Она усмехнулась и первой вышла из машины – легко, как будто слова её не несли никакой тяжести. Но я знал, в этой лёгкости скрывалась потребность: оставить что-то в мире, который слишком быстро забывает.
Пока мы искали безопасное место, чтобы спуститься по камням к поляне, нас нагнала та самая влюблённая парочка.
— Машина сломалась? — поинтересовался парень, стараясь говорить небрежно, но с интересом.
— Нет, — ответила Каце, указывая на раскидистое дерево у обрыва. — Мы специально искали вековой дуб.
— Скажите, а сколько ему примерно лет? — вдруг спросила Лейли, с любопытством глядя на девушку.
— Думаю, не одна сотня, — ответила та. — Мой прадед говорит, что помнит его таким же с детства. А ему уже сто шестой пошёл. А вам он зачем?
Лейли чуть склонилась ко мне, улыбнулась уголком губ и спокойно сказала:
— Дело в том, что вчера состоялась наша свадьба. А как известно, в старину молодожёны, жившие рядом с такими деревьями, привязывали к ветвям пояс от свадебного платья – в знак долгих, крепких уз и вечной любви. Вот и мы решили вспомнить традиции наших прадедов.
Мы с Каце переглянулись. До этого дня я не слышал, чтобы Лейли сочиняла вслух. Не лгала – а именно выдумывала. Спокойно, красиво, с лёгкой улыбкой. И в её глазах, как ни странно, не было иронии.
— Как красиво, — растроганно сказала девушка. — Нам тоже надо будет поступить так же в день свадьбы, Феган.
— Обязательно, Фидан, — ответил он, поглаживая её по волосам.
— Какие у вас имена – как будто придуманные вместе, — сказала Лейли. — Давайте знакомиться: меня зовут Лейли, моего мужа – Тимур, а это моя сестра Наргиз, — она указала на Каце.
— Кстати, а когда у вас свадьба? — добавила она.
— Иншааллах, через два месяца, — ответил Феган. — Надеюсь, к тому времени закончу дом.

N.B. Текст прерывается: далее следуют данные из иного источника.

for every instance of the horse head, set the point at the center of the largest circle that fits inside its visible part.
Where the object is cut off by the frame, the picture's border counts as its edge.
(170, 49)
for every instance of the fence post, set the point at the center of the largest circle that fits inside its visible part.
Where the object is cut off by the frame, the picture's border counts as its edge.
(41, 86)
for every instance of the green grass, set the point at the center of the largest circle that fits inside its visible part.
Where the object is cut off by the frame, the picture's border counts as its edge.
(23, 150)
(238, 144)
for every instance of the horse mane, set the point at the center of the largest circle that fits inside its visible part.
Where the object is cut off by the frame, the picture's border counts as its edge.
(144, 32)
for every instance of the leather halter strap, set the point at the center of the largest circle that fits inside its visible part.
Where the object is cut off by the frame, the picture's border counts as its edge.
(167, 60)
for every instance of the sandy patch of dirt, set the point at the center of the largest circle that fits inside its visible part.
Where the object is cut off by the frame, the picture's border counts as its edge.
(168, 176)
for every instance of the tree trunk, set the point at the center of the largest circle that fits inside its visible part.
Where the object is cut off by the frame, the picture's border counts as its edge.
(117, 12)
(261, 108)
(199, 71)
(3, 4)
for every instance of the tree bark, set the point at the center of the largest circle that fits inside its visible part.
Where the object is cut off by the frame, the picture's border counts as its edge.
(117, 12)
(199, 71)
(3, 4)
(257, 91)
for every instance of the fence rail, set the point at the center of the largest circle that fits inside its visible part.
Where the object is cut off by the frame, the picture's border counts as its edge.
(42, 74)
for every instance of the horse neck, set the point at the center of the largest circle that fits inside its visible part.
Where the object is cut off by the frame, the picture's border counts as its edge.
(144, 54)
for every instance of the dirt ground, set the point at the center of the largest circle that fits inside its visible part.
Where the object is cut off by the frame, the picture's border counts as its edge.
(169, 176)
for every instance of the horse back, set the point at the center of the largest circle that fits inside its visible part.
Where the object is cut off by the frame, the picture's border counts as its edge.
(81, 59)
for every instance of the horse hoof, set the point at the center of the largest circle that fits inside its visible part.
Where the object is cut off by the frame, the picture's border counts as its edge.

— Прекрасно. Поздравляю вас. Надеюсь, наша лента не будет одинокой на ветру.
Попрощавшись ещё раз, они пошли дальше по дороге. Мы – в обратную сторону, к дубу. Рюкзаки тяжело тянули за плечи, земля скрипела под ногами, и тишина поляны снова вернулась к нам.
— Тимур, твои байки плохо влияют на Лейли, — сказала Каце с ухмылкой.
— А я считаю это положительным фактором. Ты видела, как у неё глаза загорелись, когда она всё это рассказывала?
— Да ладно вам, ребята, — отмахнулась Лейли. — Я же не лгала. Я просто рассказала им красивую сказку. А сказка – это не ложь.
— Может, сделаете эту сказку былью? — прищурилась Каце и тут же получила лёгкую шутливую оплеуху от Лейли.
Сейчас я знаю, до какой степени был счастлив. Но тогда — даже не подозревал. Счастье было обыденным, неосознаваемым, как воздух. Оно не требовало внимания, не заявляло о себе. Просто было рядом — как плед, как тень от дерева, как вечерний смех друзей. В тот вечер Лейли предложила: «Давайте приезжать сюда каждый год». А потом добавила, что мне неплохо было бы написать короткий рассказ о дубе, стоящем в гордом одиночестве, словно изгнавшем остальные деревья к самому краю поляны. Я усмехнулся: «Думаю, за все эти столетия с ним происходили куда более интересные истории, чем я смогу придумать. Может, под ним и правда лежит какой-нибудь джигит – погибший в восемнадцатом веке, в одной из забытых войн. А дуб бережёт его покой. А мы, вторгшись сюда с вином и пледами, этот покой нарушили».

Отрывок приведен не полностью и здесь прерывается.